Perhaps surprisingly, given the potential immediacy and likely depth of the public sector problem, KPMG’s Effects of the downturn on the public sector survey reveals that 63 percent of respondents are unlikely to change their strategy in the next year as a result of the current global economic downturn, even though the full impact of the crisis is not likely to hit the public sector until 2011 or 2012.

The majority of respondents, some 60 percent, indicate that they are making long term changes to put their organization in a good position for the next decade, but few respondents are pursuing these changes with the urgency that is required, and few are contemplating the radical surgery that KPMG firms’ professionals believe to be necessary. For example, the survey reveals that only 20 percent of public sector organizations are planning to change their business model.

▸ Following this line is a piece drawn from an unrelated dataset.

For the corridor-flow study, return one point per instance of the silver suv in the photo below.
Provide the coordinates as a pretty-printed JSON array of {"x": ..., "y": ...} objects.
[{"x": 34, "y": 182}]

A significant improvement in the take up of EU funds by both public and private sectors is essential for the Romanian economy, particularly in the context of the global economic downturn.

One of the impediments to more effective use of EU financing has been the low number of eligible projects, the slow bureaucratic process, and the lack of transparency. Clearly, use of these EU funds is an excellent way for emerging economies in our region to ‘weather the storm’ of the current global economic crisis, as EU funds can make up anywhere from about 2-5% of these states’ annual GDPs. Within the context of the crisis it is even more crucial that they make the most of the available funding for 2007-2013.

However, attracting the funds, without carefully planning administration and subsequent implementation, could generate major risks, especially under the current economic crisis conditions, affecting both public and private sectors. The lack of support from payment structures and of clear regulations on financial reporting could lead to payment incapacity and consequently to an additional contraction of the Romanian economy.